Reva Alden's world had come crashing down. Still reeling from her parents' divorce, she had taken another hard blow with her mother's latest announcement.
"We're moving."
Their house was up for sale, so Reva had known that they would have to move. She thought they would get a smaller house or an apartment somewhere in Pleasantville where all their friends and Reva's father lived. But, no. This move would take them 500 miles away from everything Reva had ever known! Worse yet, there was no chance of her mother and father getting back together with such a great distance between them.
"Your great-grandmother went to live in a nursing home, and her house is standing empty," Mrs. Alden told her grieving daughter. "We can live there for free and take care of the place. Grandma will feel better knowing we are taking care of her home." She paused while Reva complained. Then she took a deep breath and sternly said, "I can't afford anything else. Your father doesn't make enough money at his new job to make our house payment and pay the rent for his apartment, and I can't afford it by myself." Tears formed suddenly in her eyes. "I'm doing the best I can!"

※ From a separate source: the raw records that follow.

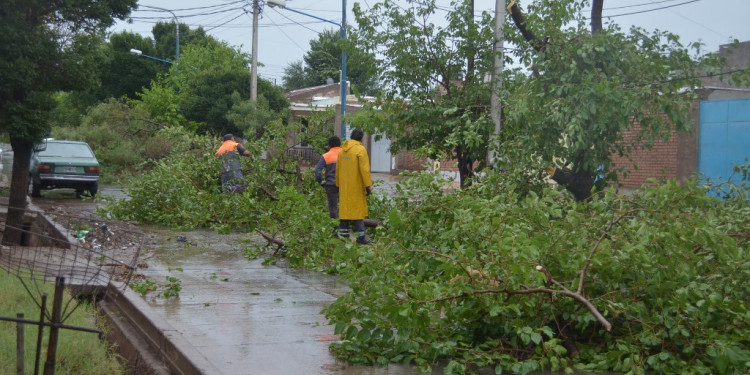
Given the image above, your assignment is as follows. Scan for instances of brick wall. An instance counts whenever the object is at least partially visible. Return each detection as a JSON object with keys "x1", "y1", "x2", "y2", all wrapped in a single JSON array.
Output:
[
  {"x1": 612, "y1": 125, "x2": 679, "y2": 188},
  {"x1": 612, "y1": 101, "x2": 700, "y2": 188}
]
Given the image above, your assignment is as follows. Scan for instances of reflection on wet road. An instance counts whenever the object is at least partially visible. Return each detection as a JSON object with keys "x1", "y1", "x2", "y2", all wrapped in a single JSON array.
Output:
[{"x1": 2, "y1": 146, "x2": 432, "y2": 375}]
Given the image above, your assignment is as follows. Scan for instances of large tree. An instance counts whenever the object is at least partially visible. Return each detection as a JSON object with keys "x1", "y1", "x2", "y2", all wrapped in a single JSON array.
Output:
[
  {"x1": 140, "y1": 39, "x2": 289, "y2": 136},
  {"x1": 503, "y1": 0, "x2": 712, "y2": 200},
  {"x1": 283, "y1": 29, "x2": 379, "y2": 95},
  {"x1": 0, "y1": 0, "x2": 136, "y2": 244},
  {"x1": 352, "y1": 0, "x2": 500, "y2": 186}
]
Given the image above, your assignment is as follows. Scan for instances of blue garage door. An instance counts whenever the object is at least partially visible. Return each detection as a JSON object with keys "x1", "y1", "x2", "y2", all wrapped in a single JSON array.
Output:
[{"x1": 698, "y1": 99, "x2": 750, "y2": 186}]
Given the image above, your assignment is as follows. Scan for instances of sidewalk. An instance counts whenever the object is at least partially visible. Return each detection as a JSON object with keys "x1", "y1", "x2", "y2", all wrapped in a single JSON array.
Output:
[{"x1": 135, "y1": 229, "x2": 428, "y2": 375}]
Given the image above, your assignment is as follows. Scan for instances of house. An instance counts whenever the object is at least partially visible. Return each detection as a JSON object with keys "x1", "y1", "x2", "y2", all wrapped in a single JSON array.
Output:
[
  {"x1": 286, "y1": 83, "x2": 393, "y2": 173},
  {"x1": 613, "y1": 41, "x2": 750, "y2": 188}
]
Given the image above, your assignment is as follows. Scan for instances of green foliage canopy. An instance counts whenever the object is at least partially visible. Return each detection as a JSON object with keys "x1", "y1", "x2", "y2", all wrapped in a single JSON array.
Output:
[
  {"x1": 503, "y1": 1, "x2": 716, "y2": 200},
  {"x1": 325, "y1": 175, "x2": 750, "y2": 374},
  {"x1": 283, "y1": 29, "x2": 379, "y2": 95},
  {"x1": 352, "y1": 0, "x2": 500, "y2": 185}
]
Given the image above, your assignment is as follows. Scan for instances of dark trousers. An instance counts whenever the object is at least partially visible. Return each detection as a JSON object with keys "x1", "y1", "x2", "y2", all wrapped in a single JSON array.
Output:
[{"x1": 326, "y1": 185, "x2": 339, "y2": 219}]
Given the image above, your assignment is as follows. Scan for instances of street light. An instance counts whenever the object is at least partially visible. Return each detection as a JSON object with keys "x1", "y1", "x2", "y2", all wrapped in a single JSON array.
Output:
[
  {"x1": 130, "y1": 48, "x2": 174, "y2": 64},
  {"x1": 266, "y1": 0, "x2": 346, "y2": 140},
  {"x1": 140, "y1": 5, "x2": 180, "y2": 64}
]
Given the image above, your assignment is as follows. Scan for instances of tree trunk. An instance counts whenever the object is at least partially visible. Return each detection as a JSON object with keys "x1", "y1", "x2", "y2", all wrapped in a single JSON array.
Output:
[
  {"x1": 456, "y1": 152, "x2": 474, "y2": 189},
  {"x1": 548, "y1": 168, "x2": 594, "y2": 202},
  {"x1": 2, "y1": 137, "x2": 34, "y2": 246},
  {"x1": 591, "y1": 0, "x2": 604, "y2": 34}
]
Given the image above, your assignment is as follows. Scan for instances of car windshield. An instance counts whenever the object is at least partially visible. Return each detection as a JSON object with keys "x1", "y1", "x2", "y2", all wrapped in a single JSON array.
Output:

Stunned, Reva waited until her mother hurried to her own bedroom and shut the door before she beat her pillow with her fist. "It's not fair!" she cried. There was a great big ache where her heart used to be. "It's not fair!" Hot tears streamed down her face, making her eyes swollen and her skin damp and itchy. Reva felt all alone in the world. She hated her parents. Everything was wrong, and it was all their fault. She would never be happy again.
Two weeks later, Reva was arranging her things in a small bedroom of an old house in a small town. She resented her father for causing them to move. She resented her mother for not trying harder to find a way to stay in Pleasantville. "I will never forgive them," she told herself as she arranged her collection of blue beanbag animals on her dresser. She stroked the blue seal that her best friend, Caitlin, had given her as a goodbye present. "Never."
She kept that promise. She hardly spoke to her mother. She refused to say much when her father called. She would make them suffer for what they had done. They would be sorry for ruining her life.
As for her new school, Reva didn't give it a chance, either. She didn't want to be there, and she didn't care who knew it. She ate alone at lunch, and she refused to join the band even though she had played the clarinet at her old school.
One day about two weeks after the move, an odd thing happened. The most popular girl in Reva's class, Sara Ann Miller, began to befriend her.
"Great outfit," Sara said with a friendly smile as they stood at the pencil sharpener.
"Great shot!" she called during gym class when Reva sank a basket from the free throw line.
"You're a true artist," she said enthusiastically after she saw Reva's drawing of a cardinal in art class.